Saliente-se que, no presente caso, não estamos perante uma situação em que o recorrente não tenha enunciado o objeto do recurso – omissão, que poderia ser suprida através de resposta a convite ao aperfeiçoamento. Pelo contrário, o recorrente enunciou a questão, cuja constitucionalidade pretendia ver apreciada, permitindo ao Tribunal constatar, afirmativamente, a falta de coincidência da mesma com a ratio decidendi da decisão recorrida, como se explica na decisão sumária reclamada, cuja fundamentação se reitera.
Mais se acrescenta que o critério de apreciação dos pressupostos de admissibilidade do recurso, utilizado na decisão sumária reclamada, não é – ao contrário do que defende o reclamante – demasiado restritivo nem se afasta do sentido geral da jurisprudência do Tribunal Constitucional.

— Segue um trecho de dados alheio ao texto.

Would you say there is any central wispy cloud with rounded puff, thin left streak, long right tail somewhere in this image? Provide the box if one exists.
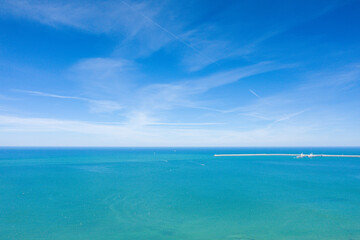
[17,58,292,126]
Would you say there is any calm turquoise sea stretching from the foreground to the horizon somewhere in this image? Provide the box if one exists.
[0,148,360,240]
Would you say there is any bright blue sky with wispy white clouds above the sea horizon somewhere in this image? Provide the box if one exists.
[0,0,360,146]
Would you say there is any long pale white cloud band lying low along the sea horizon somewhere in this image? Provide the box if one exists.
[0,115,354,146]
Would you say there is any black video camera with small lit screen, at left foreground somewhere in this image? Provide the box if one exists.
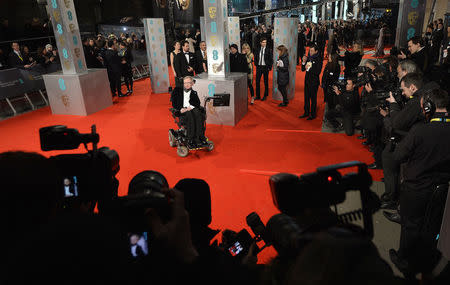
[39,125,120,209]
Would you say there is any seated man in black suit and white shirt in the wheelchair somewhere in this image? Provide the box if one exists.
[170,76,208,149]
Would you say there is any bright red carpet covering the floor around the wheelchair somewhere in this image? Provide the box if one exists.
[0,60,382,262]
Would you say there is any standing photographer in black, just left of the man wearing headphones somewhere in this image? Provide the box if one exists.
[380,73,424,210]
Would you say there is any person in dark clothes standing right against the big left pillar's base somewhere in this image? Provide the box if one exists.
[103,40,126,97]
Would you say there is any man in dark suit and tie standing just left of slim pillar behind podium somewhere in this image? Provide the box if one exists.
[255,38,273,101]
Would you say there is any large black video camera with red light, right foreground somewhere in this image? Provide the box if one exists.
[269,161,380,238]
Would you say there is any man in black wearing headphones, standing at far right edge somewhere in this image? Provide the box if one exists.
[389,89,450,275]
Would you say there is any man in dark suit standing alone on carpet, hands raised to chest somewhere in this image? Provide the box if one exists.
[299,44,322,120]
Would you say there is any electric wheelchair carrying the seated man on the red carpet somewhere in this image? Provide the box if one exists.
[169,99,214,157]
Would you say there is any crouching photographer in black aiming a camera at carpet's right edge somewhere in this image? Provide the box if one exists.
[326,78,360,136]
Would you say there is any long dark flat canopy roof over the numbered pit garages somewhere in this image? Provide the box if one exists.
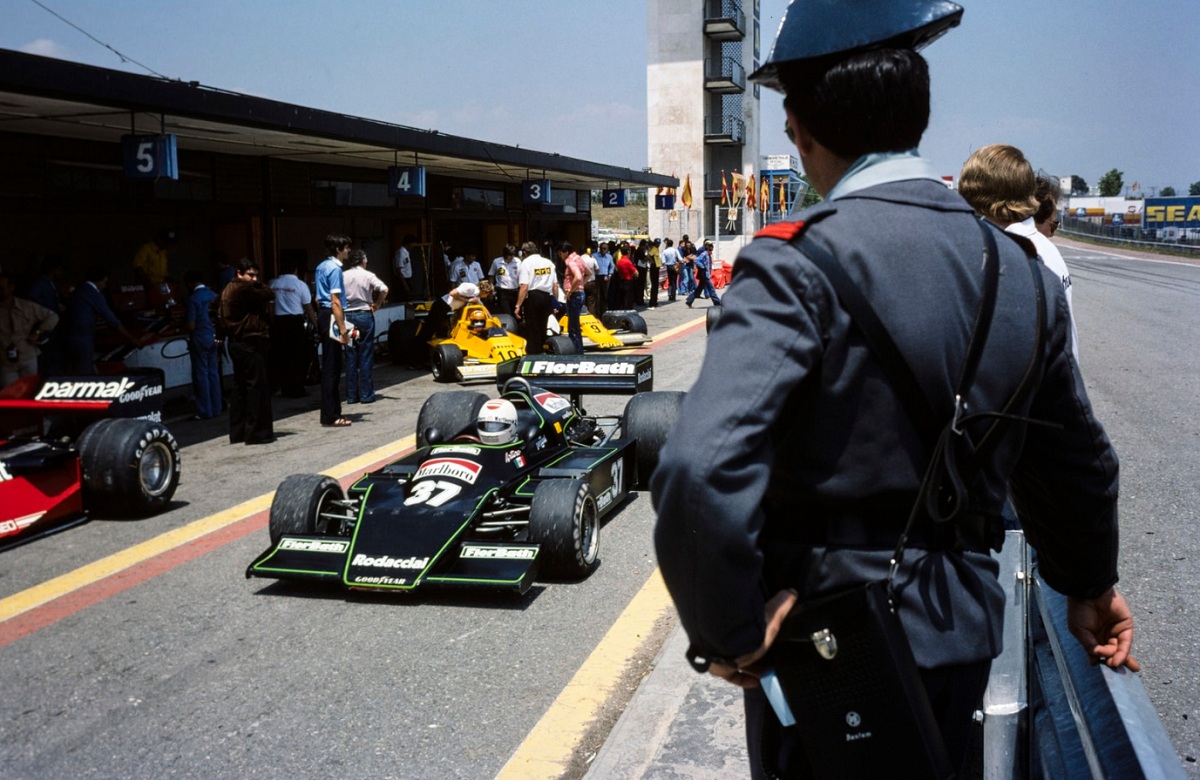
[0,49,678,190]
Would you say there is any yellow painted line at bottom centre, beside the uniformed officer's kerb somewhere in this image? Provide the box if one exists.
[496,569,671,780]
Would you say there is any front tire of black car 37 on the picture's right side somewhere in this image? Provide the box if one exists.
[529,479,600,580]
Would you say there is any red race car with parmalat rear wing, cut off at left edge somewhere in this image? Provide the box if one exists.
[0,370,180,550]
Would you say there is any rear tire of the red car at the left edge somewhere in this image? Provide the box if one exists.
[76,418,180,517]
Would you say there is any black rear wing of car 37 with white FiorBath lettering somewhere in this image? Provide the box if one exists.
[496,355,654,396]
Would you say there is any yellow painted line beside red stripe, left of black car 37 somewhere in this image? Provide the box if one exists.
[0,427,416,623]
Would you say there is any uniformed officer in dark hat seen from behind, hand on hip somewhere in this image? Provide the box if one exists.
[650,0,1138,778]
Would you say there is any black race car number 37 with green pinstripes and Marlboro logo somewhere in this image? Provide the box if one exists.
[246,355,683,593]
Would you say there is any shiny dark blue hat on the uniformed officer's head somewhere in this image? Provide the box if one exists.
[750,0,962,90]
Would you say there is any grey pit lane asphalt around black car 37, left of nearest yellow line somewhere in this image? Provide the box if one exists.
[0,298,703,778]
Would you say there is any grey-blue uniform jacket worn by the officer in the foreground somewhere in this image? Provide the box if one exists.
[650,180,1117,668]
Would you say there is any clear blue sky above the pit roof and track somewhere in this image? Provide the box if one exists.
[9,0,1200,194]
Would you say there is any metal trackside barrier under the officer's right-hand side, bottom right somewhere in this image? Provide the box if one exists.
[983,530,1187,780]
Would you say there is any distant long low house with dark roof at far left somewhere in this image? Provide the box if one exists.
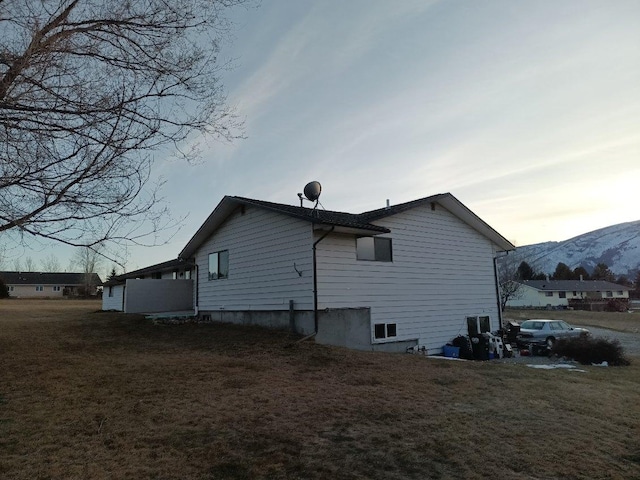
[0,272,102,298]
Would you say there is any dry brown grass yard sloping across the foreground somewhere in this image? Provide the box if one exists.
[0,300,640,480]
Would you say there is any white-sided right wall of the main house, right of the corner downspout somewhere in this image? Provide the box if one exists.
[316,205,499,353]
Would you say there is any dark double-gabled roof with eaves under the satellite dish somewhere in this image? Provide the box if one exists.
[178,193,515,258]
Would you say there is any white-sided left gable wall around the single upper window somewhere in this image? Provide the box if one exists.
[195,207,313,312]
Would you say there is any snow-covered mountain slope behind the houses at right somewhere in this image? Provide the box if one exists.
[509,220,640,279]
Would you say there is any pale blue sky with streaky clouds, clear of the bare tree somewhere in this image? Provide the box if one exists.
[6,0,640,270]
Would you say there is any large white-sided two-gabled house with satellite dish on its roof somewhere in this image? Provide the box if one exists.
[179,193,515,353]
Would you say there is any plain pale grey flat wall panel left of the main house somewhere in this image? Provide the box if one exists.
[124,279,193,313]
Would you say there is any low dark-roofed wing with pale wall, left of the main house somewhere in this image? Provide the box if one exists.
[102,260,194,313]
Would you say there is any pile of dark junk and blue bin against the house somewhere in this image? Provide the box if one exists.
[444,318,520,360]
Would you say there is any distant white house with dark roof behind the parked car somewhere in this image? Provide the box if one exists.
[507,280,631,307]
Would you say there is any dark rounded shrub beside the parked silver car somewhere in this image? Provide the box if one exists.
[551,335,630,366]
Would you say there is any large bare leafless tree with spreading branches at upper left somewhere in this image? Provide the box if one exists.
[0,0,246,262]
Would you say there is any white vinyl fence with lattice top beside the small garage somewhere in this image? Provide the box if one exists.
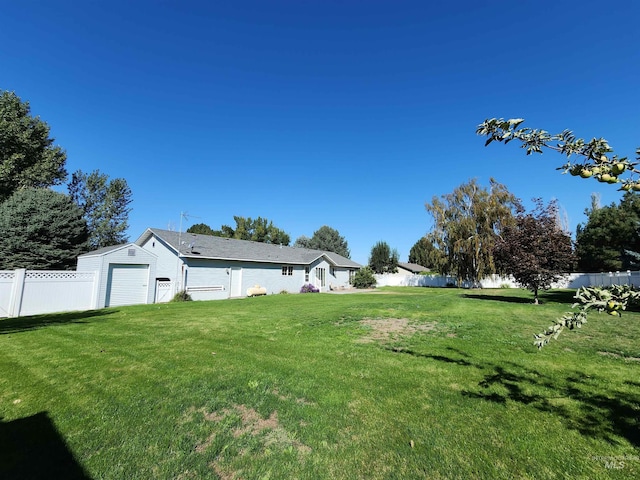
[0,269,98,317]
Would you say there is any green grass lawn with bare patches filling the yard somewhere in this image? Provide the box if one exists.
[0,287,640,479]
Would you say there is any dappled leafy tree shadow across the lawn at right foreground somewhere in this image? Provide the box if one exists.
[395,348,640,447]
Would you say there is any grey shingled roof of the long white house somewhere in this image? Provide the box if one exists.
[135,228,362,268]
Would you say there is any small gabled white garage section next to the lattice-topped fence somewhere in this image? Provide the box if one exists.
[77,243,157,307]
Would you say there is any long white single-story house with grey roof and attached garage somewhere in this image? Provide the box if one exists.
[77,228,361,306]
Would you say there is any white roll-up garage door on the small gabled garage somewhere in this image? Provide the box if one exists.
[106,264,149,307]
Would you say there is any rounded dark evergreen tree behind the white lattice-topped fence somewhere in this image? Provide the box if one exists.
[0,188,88,270]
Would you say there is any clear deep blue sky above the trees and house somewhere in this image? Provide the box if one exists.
[0,0,640,263]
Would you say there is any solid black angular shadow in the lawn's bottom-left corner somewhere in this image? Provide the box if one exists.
[0,412,91,480]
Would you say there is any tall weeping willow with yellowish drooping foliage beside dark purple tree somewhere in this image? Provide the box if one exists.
[425,178,518,285]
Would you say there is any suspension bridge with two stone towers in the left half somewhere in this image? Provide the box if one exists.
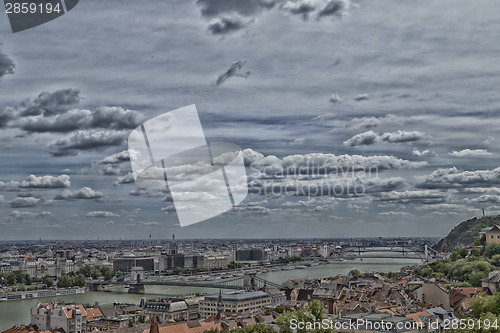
[88,267,281,294]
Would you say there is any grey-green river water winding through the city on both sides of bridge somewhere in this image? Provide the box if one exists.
[0,254,422,332]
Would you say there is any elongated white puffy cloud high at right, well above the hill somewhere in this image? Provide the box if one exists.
[344,130,427,147]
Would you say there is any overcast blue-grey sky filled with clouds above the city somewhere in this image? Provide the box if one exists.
[0,0,500,240]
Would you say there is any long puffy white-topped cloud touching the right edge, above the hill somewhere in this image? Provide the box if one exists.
[416,167,500,189]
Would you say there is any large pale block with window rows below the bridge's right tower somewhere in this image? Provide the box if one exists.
[199,291,272,318]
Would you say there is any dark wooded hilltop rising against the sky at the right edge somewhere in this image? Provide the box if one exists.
[434,216,500,252]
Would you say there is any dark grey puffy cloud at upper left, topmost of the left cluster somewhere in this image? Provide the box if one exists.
[21,88,80,116]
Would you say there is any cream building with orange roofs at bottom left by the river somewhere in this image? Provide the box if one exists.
[30,303,87,333]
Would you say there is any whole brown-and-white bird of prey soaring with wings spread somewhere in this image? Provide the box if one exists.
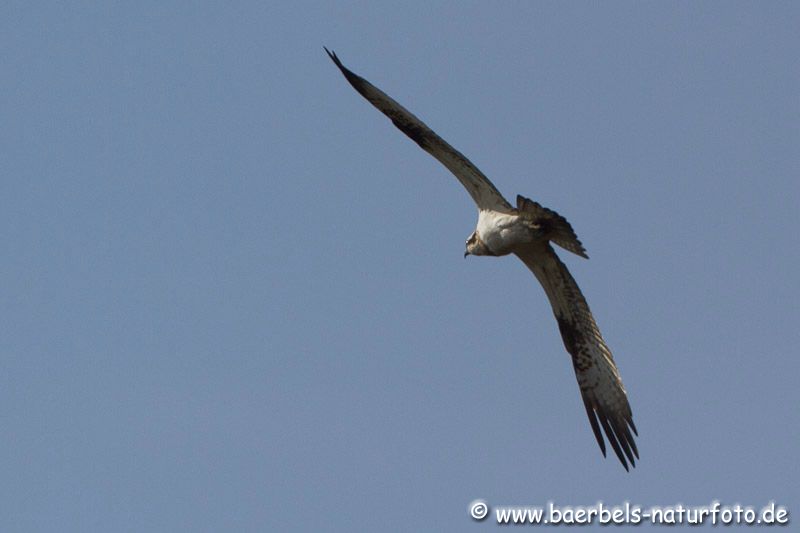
[325,48,639,470]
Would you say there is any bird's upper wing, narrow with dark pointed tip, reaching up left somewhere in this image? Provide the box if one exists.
[325,48,513,213]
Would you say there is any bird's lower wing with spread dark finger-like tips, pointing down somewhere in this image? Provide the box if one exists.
[516,244,639,470]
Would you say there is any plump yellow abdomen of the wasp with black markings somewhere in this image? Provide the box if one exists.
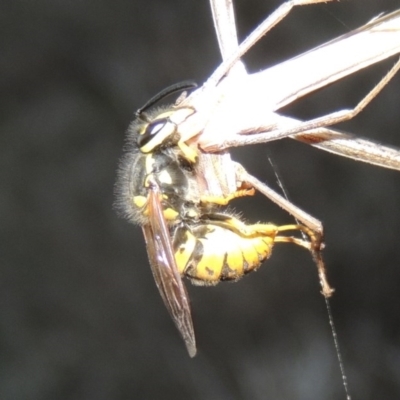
[174,218,276,285]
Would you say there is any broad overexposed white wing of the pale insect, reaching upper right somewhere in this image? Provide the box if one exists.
[238,10,400,110]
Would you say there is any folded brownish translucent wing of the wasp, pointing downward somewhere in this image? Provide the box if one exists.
[143,185,196,357]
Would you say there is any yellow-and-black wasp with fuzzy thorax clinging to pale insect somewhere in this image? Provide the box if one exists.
[117,82,332,357]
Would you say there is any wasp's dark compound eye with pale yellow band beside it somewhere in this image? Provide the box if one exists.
[137,118,176,153]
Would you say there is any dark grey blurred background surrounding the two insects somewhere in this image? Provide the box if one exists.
[0,0,400,400]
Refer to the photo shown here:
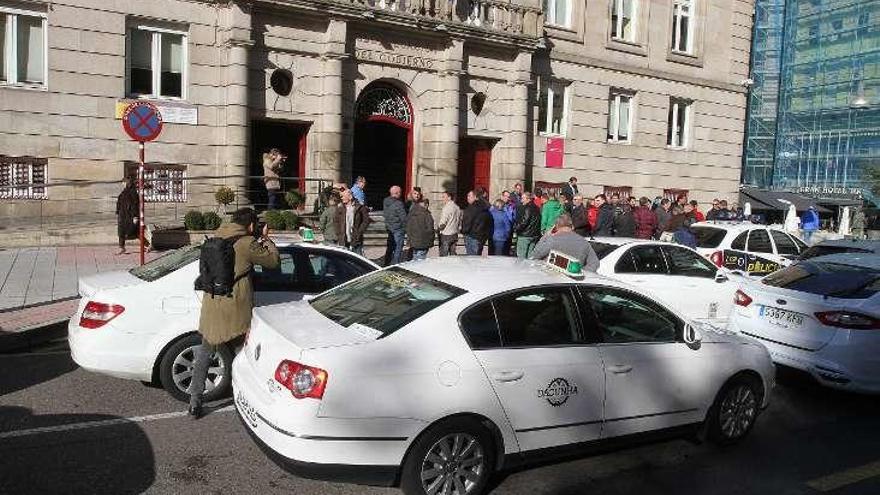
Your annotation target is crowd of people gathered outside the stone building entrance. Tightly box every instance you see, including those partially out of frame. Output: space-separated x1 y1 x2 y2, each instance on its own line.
319 177 743 265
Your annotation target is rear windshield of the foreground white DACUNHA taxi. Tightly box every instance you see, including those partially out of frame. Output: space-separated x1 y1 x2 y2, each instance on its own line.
310 267 466 337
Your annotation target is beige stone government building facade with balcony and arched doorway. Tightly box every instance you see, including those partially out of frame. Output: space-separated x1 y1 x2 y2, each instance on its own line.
0 0 752 231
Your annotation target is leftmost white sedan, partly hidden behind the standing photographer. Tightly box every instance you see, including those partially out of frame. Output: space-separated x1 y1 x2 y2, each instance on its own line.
68 240 379 401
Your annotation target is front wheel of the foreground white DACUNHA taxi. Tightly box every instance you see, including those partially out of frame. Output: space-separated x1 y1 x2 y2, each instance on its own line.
706 376 763 446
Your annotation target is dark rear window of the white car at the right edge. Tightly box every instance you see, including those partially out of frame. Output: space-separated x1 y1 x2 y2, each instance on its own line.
763 261 880 299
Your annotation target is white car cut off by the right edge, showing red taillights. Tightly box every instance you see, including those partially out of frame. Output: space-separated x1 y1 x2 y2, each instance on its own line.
729 253 880 393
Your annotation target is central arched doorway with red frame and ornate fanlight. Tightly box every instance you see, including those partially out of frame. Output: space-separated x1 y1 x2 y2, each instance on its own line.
352 83 413 210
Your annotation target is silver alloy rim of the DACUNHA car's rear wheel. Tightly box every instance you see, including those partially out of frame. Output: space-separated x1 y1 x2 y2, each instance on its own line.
420 433 487 495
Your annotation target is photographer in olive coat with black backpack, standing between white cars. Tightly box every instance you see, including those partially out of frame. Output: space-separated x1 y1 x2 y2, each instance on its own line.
189 208 280 419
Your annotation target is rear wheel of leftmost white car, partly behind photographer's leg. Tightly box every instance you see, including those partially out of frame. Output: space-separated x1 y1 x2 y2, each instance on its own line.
159 333 235 402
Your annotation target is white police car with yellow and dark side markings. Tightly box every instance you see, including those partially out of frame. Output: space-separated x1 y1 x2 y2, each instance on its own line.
691 221 807 277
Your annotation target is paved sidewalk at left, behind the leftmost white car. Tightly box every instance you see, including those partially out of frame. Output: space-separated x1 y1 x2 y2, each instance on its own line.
0 246 162 337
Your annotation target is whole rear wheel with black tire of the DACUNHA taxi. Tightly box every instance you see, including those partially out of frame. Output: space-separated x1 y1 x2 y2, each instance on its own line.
400 418 495 495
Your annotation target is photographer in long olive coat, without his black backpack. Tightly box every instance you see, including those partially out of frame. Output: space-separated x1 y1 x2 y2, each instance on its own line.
189 208 280 419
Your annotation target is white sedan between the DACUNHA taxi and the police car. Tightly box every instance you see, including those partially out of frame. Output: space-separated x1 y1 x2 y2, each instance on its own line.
590 237 745 325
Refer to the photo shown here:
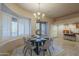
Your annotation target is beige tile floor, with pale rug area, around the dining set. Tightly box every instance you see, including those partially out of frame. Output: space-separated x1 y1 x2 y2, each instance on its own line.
12 38 79 56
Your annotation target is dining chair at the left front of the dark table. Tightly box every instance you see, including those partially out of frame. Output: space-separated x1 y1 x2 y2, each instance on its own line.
23 37 35 56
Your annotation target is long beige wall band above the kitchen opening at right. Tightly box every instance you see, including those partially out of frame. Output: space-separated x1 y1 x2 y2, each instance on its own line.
54 13 79 24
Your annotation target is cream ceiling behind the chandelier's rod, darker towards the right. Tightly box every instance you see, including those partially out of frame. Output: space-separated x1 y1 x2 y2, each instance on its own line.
19 3 79 18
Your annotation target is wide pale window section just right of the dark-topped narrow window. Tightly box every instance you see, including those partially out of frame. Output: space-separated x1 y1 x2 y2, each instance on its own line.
19 19 31 35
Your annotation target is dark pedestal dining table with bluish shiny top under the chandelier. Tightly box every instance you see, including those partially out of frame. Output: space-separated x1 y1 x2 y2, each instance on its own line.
30 37 47 55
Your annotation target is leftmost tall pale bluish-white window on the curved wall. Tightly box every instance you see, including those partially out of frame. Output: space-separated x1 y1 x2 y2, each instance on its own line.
2 14 10 38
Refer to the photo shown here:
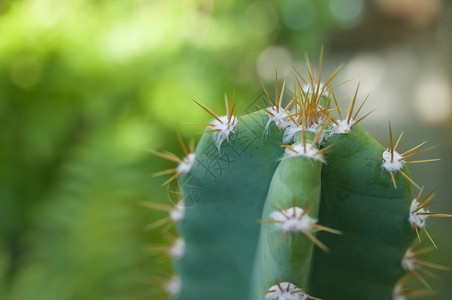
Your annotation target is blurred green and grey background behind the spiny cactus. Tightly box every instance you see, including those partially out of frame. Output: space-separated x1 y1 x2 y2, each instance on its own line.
0 0 452 300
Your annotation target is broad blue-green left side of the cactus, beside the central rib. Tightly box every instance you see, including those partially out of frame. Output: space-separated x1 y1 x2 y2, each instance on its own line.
176 106 283 299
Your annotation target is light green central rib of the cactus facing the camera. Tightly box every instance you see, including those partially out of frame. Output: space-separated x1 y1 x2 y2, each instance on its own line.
251 131 340 299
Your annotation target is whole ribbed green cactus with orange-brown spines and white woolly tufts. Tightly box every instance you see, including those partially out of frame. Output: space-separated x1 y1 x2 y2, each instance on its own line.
149 57 451 300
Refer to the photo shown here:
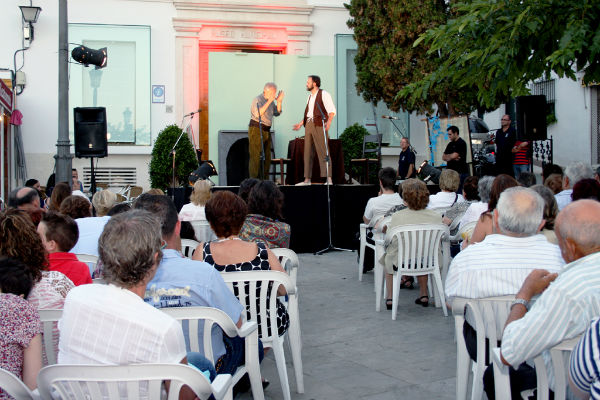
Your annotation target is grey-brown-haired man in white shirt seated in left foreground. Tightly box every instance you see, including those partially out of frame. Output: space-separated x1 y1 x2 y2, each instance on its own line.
58 210 216 392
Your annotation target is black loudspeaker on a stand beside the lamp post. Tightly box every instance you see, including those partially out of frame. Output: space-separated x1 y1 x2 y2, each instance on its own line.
73 107 108 158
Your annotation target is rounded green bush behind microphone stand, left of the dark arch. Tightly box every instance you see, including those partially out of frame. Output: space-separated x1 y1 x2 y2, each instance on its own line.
149 125 198 190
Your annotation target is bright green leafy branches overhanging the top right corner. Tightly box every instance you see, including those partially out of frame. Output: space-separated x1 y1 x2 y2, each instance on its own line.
399 0 600 108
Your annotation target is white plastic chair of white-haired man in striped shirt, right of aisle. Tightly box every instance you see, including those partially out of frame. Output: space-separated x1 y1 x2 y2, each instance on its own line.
452 295 515 400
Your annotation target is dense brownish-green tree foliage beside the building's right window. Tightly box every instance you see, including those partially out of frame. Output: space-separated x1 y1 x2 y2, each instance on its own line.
345 0 486 115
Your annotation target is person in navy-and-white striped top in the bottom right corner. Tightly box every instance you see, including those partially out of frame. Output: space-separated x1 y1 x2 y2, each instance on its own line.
569 319 600 400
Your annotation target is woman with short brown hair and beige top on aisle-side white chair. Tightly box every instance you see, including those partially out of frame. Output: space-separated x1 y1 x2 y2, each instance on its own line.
379 179 442 310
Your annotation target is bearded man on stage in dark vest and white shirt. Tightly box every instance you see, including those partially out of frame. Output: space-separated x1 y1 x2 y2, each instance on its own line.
293 75 336 186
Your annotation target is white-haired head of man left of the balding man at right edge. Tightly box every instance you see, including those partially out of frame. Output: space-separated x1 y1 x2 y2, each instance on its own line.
496 187 545 236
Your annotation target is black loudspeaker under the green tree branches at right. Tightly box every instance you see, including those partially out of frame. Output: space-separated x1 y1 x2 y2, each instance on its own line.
515 95 547 140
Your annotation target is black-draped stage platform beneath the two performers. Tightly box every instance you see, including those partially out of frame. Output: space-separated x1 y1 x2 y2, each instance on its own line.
169 184 379 253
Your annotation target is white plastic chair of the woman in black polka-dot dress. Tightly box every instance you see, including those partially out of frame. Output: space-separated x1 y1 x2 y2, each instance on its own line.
221 271 304 400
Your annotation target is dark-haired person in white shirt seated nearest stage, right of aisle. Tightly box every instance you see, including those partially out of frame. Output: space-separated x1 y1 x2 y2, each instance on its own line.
363 167 403 228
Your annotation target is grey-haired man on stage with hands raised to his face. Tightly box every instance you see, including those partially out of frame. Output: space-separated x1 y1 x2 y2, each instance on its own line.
248 82 285 179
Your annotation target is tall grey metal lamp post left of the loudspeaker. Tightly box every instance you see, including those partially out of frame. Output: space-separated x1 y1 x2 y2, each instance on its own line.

Pelo exposto, sendo certo que a fundamentação aduzida na decisão reclamada merece a nossa concordância, damos a mesma por reproduzida e, em consequência, concluímos pelo indeferimento da reclamação.
III – Decisão
7. Assim, decide-se confirmar a decisão sumária reclamada, proferida no dia 12 de dezembro de 2013, e, em consequência, indeferir a reclamação apresentada.
Custas pelo reclamante, fixando-se a taxa de justiça em 20 unidades de conta, ponderados os critérios referidos no artigo 9.º, n.º 1, do Decreto-Lei n.º 303/98, de 7 de outubro (artigo 7.º do mesmo diploma).
Lisboa, 13 de fevereiro de 2014. – Catarina Sarmento e Castro – Lino Rodrigues Ribeiro – Maria Lúcia Amaral.